As I see it, the main benefits for concentrated windings compared to distributed windings are that they:
- Are simpler to wound => cheaper
- Have less end windings (more important in short machines)
The main drawback is, as you suspect, losses. The concentrated windings have more harmonic contents in the magnetic flux, due to not having the smoothness gained by distributed windings (and also sometimes stator skew as seen in your first figure above). These harmonics lead to significantly larger magnetic losses in the iron core.
I learned a lot about this by reading Design of Rotating Electrical Machines, by Pyrhönen et al, so that’s my recommendation if you want to dive deeper.

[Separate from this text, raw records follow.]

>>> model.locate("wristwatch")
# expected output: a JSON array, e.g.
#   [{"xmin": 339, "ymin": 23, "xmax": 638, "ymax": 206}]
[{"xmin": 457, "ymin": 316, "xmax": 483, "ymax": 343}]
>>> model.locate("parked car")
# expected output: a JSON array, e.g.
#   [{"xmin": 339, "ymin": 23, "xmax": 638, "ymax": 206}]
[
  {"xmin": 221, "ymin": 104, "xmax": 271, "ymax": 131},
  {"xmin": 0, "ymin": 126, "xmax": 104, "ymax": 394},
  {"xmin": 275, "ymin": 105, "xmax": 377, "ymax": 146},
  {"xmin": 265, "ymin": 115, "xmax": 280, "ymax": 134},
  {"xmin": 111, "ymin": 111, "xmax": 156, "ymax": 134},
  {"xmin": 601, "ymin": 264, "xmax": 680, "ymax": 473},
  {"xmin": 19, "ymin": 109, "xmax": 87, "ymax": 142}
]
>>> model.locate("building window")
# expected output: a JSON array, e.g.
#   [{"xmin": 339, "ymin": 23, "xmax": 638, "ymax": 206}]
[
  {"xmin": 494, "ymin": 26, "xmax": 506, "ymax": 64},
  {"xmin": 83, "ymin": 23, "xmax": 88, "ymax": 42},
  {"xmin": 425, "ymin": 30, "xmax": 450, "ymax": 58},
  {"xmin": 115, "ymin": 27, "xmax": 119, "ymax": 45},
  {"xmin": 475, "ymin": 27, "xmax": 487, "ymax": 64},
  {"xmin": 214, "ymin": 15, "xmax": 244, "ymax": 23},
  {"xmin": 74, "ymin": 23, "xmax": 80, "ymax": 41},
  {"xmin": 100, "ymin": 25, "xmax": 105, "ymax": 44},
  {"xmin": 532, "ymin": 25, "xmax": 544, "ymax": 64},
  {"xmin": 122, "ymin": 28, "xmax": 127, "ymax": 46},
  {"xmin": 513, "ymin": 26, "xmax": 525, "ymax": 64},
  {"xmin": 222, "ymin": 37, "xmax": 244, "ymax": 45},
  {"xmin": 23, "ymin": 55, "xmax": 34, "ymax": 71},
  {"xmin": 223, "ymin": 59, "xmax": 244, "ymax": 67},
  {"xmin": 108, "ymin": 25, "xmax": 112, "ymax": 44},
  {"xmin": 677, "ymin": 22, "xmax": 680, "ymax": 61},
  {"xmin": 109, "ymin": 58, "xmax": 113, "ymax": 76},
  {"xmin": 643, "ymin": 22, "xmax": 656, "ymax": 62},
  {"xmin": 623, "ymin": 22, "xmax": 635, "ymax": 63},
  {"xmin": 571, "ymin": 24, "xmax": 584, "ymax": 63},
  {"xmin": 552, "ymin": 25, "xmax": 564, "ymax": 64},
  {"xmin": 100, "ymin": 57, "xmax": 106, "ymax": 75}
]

How to simulate magnetic fields is actually very well known. There’s no need for expensive tools. I used the free FEMM solver for a PhD level course in numerical motor analysis. It can compute quasi-static frequency dependent solutions, and get really nice results when compared to reality. It has some examples to get you started.
From a quick inspection of the Motorsolve package: I think you get nice pre-made geometries with boxes to fill in your sizes and shape factors etc. So the drawback of using a free solver is that you have to draw the geometry yourself. But that’s exactly what I did in the course I mentioned earlier: complete reverse-engineering of a professional machine sawed into two. I can recommend it as an exercise.